Q4. Have you lost something in the December snow?
A4. Yes, the key I needed in order to return.
I have my good days and I have my bad days. Every now and then there’s a break in the blank walls that have become my mind and, like a burst of color, a memory explodes into existence before fading just as quickly. Those are the times that I’m at my happiest, even though the memories never feel real. They always leave me with the sense that I’m watching the film of someone else’s life, disconnected. Still, it’s good to remember, even if it is only for a while.
I don’t remember when it was that I last felt hungry. It’s been years since I ate my last meal, I think. That time, like so much else, remains locked away. Somewhere out there, though, it’s just waiting to be found: the key that I need in order to return. It was the price I had to pay, trading my mind for yours. It’s one that I do not regret, even if I no longer remember who you are. Once I find the key, it will all become clear again. Perhaps I’ll even return to the boy I once was years ago.
All that remains to me now is the snow. In all directions as far as the eye can see, it stretches onward, outward. Colorless, featureless, it offers nothing for me to grab onto, nothing to engage, nothing to help me to remember. Its emptiness forces me to cling to those memories, those reminders of who I once was, even more tightly. And yet, even those slip through my grasping fingers, vanishing again into nothingness, slipping into that wintery wasteland. I’ve even grown to accept the possibility that I’m only reliving a single remembrance over and over again, forgetting each time it passes.
There’s a picture that I find in my pocket from time to time. It helps me to continue forward. There’s a man and a woman with two boys standing together. They look like a family. I want to believe that one of the boys in the picture is me, but I have no way of knowing which one. It’s been so long since I’ve seen a mirror that I’ve forgotten what I once looked like. After years of wandering these white barrens, though, I’m not sure that I’d recognize myself even if I could remember who I once was.
There is one thing I can remember: her eyes staring into me as I sacrificed my mind locking her away. I don’t sleep as often as I should because of those eyes. They wait for me when I’m at my most vulnerable. They remind me every time I drift off that she’s out there still, biding her time within her frozen prison. When I see those eyes, I can’t remember what she did to us, but I know that she’ll do it again when the next child foolishly breaks those seals as we did. I was the only one who could stop her then, back when I was still whole. I don’t know who will stop her the next time, not unless I can find the key.
I know that the key represents the way home. It is the missing piece needed to make my mind whole once again so that I may return. Without it, I am left to uselessly wander these snowy fields, praying that I will not be too late, struggling desperately to unravel the mystery of me. Though I search with frozen hands, I make no progress, the whole world looking the same. I worry that I may have dug at this exact spot before. Perhaps it’s the only spot I’ve ever searched. I wouldn’t know. I can’t remember.
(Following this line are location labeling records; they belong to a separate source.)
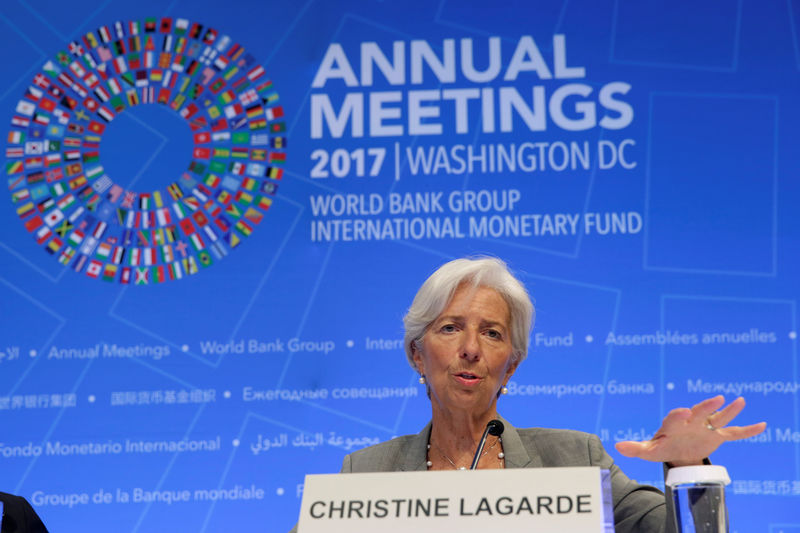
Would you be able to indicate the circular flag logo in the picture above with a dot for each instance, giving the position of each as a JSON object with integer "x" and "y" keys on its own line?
{"x": 73, "y": 208}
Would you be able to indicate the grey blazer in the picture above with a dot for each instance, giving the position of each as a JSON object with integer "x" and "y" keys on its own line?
{"x": 637, "y": 508}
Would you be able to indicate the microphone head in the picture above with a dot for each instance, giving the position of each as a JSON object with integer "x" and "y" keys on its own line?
{"x": 496, "y": 428}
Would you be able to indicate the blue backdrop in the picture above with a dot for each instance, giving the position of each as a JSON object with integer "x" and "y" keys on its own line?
{"x": 217, "y": 215}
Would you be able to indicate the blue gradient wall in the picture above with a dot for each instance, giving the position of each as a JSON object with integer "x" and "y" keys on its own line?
{"x": 203, "y": 274}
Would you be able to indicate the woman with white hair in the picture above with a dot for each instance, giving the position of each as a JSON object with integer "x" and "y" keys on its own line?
{"x": 466, "y": 333}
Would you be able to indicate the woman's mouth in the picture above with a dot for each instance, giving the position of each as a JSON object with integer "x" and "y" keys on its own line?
{"x": 467, "y": 378}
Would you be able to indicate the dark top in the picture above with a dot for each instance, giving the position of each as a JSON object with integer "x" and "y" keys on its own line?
{"x": 19, "y": 516}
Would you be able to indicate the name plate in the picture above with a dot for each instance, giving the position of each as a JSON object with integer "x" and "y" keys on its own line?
{"x": 545, "y": 500}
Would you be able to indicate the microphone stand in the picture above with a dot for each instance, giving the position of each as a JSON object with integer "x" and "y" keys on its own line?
{"x": 494, "y": 427}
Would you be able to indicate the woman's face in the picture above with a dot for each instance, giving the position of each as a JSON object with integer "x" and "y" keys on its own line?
{"x": 465, "y": 353}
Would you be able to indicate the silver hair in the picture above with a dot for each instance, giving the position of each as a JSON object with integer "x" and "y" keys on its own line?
{"x": 438, "y": 290}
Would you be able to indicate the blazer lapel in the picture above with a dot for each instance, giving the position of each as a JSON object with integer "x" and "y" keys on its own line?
{"x": 416, "y": 453}
{"x": 517, "y": 454}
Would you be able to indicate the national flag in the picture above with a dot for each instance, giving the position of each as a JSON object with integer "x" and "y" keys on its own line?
{"x": 204, "y": 258}
{"x": 54, "y": 245}
{"x": 243, "y": 198}
{"x": 16, "y": 137}
{"x": 94, "y": 269}
{"x": 62, "y": 116}
{"x": 77, "y": 182}
{"x": 99, "y": 229}
{"x": 20, "y": 121}
{"x": 233, "y": 110}
{"x": 197, "y": 241}
{"x": 26, "y": 108}
{"x": 53, "y": 217}
{"x": 201, "y": 153}
{"x": 241, "y": 137}
{"x": 96, "y": 127}
{"x": 54, "y": 174}
{"x": 55, "y": 131}
{"x": 109, "y": 272}
{"x": 76, "y": 237}
{"x": 118, "y": 256}
{"x": 66, "y": 255}
{"x": 258, "y": 123}
{"x": 175, "y": 191}
{"x": 41, "y": 118}
{"x": 103, "y": 250}
{"x": 25, "y": 209}
{"x": 148, "y": 256}
{"x": 33, "y": 162}
{"x": 263, "y": 202}
{"x": 277, "y": 158}
{"x": 243, "y": 228}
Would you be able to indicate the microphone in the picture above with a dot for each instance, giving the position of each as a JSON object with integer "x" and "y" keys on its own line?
{"x": 494, "y": 427}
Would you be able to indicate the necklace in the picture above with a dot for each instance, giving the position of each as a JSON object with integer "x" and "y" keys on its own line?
{"x": 500, "y": 456}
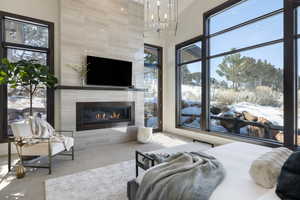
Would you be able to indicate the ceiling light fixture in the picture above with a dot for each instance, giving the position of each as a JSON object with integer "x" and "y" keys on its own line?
{"x": 161, "y": 16}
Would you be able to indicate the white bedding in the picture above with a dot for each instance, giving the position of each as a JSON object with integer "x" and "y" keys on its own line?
{"x": 238, "y": 185}
{"x": 236, "y": 158}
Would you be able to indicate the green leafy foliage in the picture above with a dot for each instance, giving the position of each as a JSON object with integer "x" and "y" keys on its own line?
{"x": 247, "y": 72}
{"x": 28, "y": 74}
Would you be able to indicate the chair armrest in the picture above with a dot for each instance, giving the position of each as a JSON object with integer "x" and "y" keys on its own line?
{"x": 64, "y": 131}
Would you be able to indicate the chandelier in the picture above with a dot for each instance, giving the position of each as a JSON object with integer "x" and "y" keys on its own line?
{"x": 161, "y": 16}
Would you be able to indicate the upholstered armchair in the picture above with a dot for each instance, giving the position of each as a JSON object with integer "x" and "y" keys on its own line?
{"x": 41, "y": 146}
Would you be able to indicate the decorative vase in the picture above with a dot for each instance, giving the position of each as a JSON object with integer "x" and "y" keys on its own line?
{"x": 20, "y": 171}
{"x": 82, "y": 81}
{"x": 145, "y": 135}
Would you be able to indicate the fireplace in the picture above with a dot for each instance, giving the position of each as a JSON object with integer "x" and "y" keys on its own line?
{"x": 98, "y": 115}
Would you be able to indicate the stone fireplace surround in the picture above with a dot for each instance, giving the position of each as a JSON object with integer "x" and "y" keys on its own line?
{"x": 99, "y": 115}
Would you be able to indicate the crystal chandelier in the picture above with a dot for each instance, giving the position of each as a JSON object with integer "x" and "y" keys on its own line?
{"x": 161, "y": 16}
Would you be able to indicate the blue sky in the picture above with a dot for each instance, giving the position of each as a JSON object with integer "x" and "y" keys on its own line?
{"x": 259, "y": 32}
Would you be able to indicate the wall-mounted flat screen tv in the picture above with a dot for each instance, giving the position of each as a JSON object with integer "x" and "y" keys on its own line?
{"x": 108, "y": 72}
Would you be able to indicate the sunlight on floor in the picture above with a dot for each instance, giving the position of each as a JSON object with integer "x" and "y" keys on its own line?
{"x": 167, "y": 141}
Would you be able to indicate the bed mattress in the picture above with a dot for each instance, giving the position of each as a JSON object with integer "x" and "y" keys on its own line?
{"x": 236, "y": 158}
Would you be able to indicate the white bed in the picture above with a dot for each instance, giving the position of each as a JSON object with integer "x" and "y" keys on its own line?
{"x": 236, "y": 158}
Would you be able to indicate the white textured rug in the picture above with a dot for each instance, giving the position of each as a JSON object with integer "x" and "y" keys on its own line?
{"x": 106, "y": 183}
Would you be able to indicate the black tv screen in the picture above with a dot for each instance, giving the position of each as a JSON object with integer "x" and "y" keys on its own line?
{"x": 108, "y": 72}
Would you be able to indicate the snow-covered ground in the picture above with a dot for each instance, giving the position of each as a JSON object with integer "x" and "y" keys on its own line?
{"x": 21, "y": 102}
{"x": 273, "y": 114}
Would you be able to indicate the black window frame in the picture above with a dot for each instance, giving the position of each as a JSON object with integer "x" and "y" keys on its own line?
{"x": 160, "y": 85}
{"x": 290, "y": 73}
{"x": 3, "y": 54}
{"x": 178, "y": 65}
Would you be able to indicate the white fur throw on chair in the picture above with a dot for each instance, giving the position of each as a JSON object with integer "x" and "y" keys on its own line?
{"x": 266, "y": 169}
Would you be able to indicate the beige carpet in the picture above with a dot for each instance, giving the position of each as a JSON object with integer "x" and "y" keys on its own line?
{"x": 106, "y": 183}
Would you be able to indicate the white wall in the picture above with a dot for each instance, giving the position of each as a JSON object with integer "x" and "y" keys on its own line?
{"x": 47, "y": 10}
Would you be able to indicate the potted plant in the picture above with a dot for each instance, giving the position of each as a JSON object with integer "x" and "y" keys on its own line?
{"x": 81, "y": 69}
{"x": 27, "y": 74}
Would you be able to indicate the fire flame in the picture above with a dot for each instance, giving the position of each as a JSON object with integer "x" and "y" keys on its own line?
{"x": 103, "y": 116}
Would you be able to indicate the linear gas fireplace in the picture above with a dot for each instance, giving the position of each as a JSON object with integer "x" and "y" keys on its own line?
{"x": 97, "y": 115}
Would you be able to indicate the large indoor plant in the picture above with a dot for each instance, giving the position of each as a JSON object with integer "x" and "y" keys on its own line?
{"x": 27, "y": 74}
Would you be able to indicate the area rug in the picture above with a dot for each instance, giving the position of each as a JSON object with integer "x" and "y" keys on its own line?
{"x": 106, "y": 183}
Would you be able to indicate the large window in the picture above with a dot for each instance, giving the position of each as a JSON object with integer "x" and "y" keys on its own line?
{"x": 153, "y": 85}
{"x": 25, "y": 38}
{"x": 188, "y": 67}
{"x": 248, "y": 79}
{"x": 245, "y": 61}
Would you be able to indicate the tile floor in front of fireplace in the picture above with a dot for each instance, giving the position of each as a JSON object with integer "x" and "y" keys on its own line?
{"x": 32, "y": 186}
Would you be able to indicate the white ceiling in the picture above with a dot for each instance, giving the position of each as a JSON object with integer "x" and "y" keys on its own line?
{"x": 183, "y": 4}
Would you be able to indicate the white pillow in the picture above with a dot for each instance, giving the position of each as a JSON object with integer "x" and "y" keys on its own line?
{"x": 266, "y": 169}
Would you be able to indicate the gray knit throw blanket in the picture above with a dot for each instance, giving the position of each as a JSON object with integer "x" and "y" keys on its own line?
{"x": 183, "y": 176}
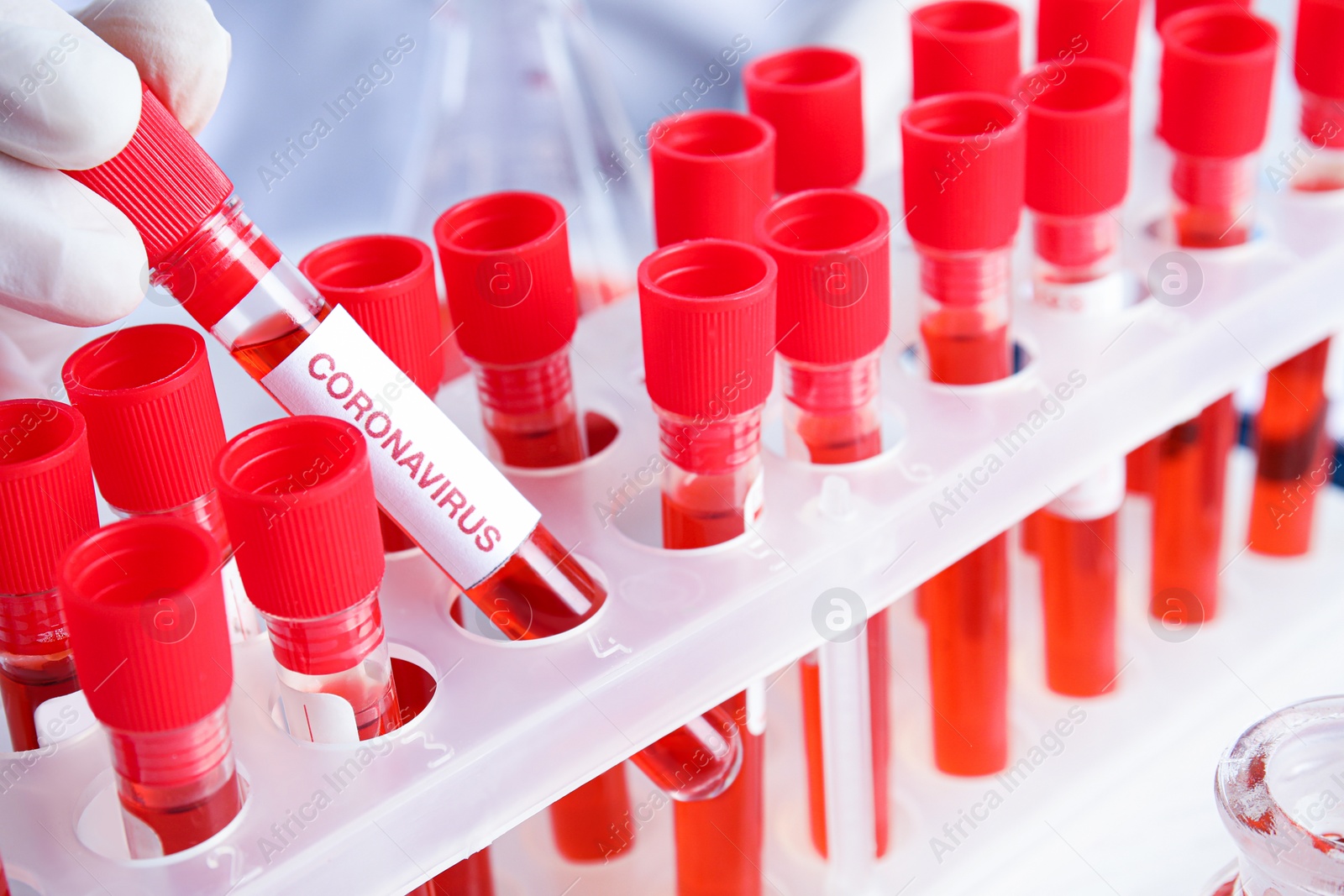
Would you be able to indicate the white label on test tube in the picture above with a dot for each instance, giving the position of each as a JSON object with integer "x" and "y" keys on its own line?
{"x": 319, "y": 718}
{"x": 428, "y": 476}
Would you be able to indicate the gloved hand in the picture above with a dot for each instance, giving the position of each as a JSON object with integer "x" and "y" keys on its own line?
{"x": 71, "y": 98}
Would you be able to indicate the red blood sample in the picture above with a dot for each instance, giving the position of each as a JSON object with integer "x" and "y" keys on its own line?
{"x": 1294, "y": 456}
{"x": 165, "y": 672}
{"x": 963, "y": 222}
{"x": 832, "y": 320}
{"x": 522, "y": 365}
{"x": 1189, "y": 515}
{"x": 1218, "y": 67}
{"x": 1079, "y": 590}
{"x": 707, "y": 313}
{"x": 46, "y": 504}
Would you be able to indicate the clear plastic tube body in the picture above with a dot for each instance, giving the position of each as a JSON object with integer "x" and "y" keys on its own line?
{"x": 343, "y": 654}
{"x": 539, "y": 591}
{"x": 35, "y": 661}
{"x": 1320, "y": 165}
{"x": 1269, "y": 790}
{"x": 530, "y": 412}
{"x": 711, "y": 492}
{"x": 964, "y": 324}
{"x": 832, "y": 417}
{"x": 176, "y": 788}
{"x": 1077, "y": 270}
{"x": 531, "y": 417}
{"x": 1294, "y": 456}
{"x": 206, "y": 512}
{"x": 1189, "y": 515}
{"x": 1213, "y": 201}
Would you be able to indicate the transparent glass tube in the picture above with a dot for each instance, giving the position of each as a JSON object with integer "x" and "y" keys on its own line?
{"x": 530, "y": 412}
{"x": 343, "y": 654}
{"x": 1320, "y": 165}
{"x": 1077, "y": 264}
{"x": 1214, "y": 196}
{"x": 207, "y": 512}
{"x": 964, "y": 312}
{"x": 1277, "y": 793}
{"x": 832, "y": 417}
{"x": 35, "y": 661}
{"x": 711, "y": 492}
{"x": 1294, "y": 456}
{"x": 176, "y": 788}
{"x": 964, "y": 322}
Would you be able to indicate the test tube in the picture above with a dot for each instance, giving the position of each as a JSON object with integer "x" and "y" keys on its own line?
{"x": 147, "y": 621}
{"x": 707, "y": 316}
{"x": 1077, "y": 176}
{"x": 1320, "y": 76}
{"x": 463, "y": 512}
{"x": 507, "y": 266}
{"x": 1292, "y": 450}
{"x": 964, "y": 170}
{"x": 712, "y": 174}
{"x": 507, "y": 270}
{"x": 154, "y": 430}
{"x": 964, "y": 45}
{"x": 46, "y": 506}
{"x": 1218, "y": 69}
{"x": 386, "y": 282}
{"x": 1269, "y": 790}
{"x": 300, "y": 496}
{"x": 832, "y": 318}
{"x": 1218, "y": 65}
{"x": 1086, "y": 29}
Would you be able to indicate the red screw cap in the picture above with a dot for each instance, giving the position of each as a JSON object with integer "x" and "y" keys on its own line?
{"x": 299, "y": 500}
{"x": 964, "y": 46}
{"x": 1077, "y": 137}
{"x": 145, "y": 609}
{"x": 387, "y": 285}
{"x": 1218, "y": 70}
{"x": 46, "y": 490}
{"x": 707, "y": 313}
{"x": 506, "y": 264}
{"x": 812, "y": 97}
{"x": 835, "y": 285}
{"x": 163, "y": 181}
{"x": 964, "y": 170}
{"x": 712, "y": 174}
{"x": 154, "y": 417}
{"x": 1167, "y": 8}
{"x": 1088, "y": 29}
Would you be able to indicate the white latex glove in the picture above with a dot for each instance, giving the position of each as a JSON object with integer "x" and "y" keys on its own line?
{"x": 71, "y": 98}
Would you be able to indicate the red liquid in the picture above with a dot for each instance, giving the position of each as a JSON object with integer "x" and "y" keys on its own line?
{"x": 1079, "y": 590}
{"x": 967, "y": 606}
{"x": 1189, "y": 515}
{"x": 965, "y": 359}
{"x": 843, "y": 439}
{"x": 593, "y": 822}
{"x": 544, "y": 439}
{"x": 24, "y": 688}
{"x": 179, "y": 822}
{"x": 719, "y": 841}
{"x": 1142, "y": 468}
{"x": 468, "y": 878}
{"x": 1294, "y": 458}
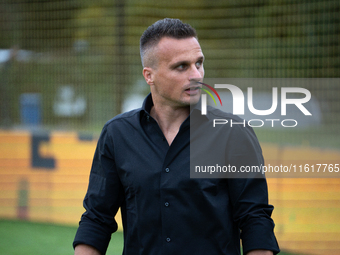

This time feels different, I think, as my hand touches cold metal. I pull the key from the snow. Already the new flakes begin to fill the hole that I’ve made. The key is large, awkward in my hands, a product of a long ago era. It feels like nothing my hands have ever touched and, in an explosion of color, I remember everything. The world around me becomes crystal clear... and I know that I can never return.
Numbed fingers trembling, I place the key back into the hole, stand, and walk away. The memories begin to fade again into emptiness and not for the first time. This is a pattern I’ve repeated many times before, remembering each time the reason that I can never leave. She lives inside me. I’ve locked us both away, deep in the furthest depths of my mind, completely isolated in the dancing snow. I close my eyes and she is there, staring, waiting, biding her time until she is set free. Already, the only memory that remains are her eyes watching every time I blink.
Blink.
I’m surrounded by snow, stretching onward, outward in all directions. I choose a spot at random and begin to search. Somewhere out there is a key--the key that I need in order to return.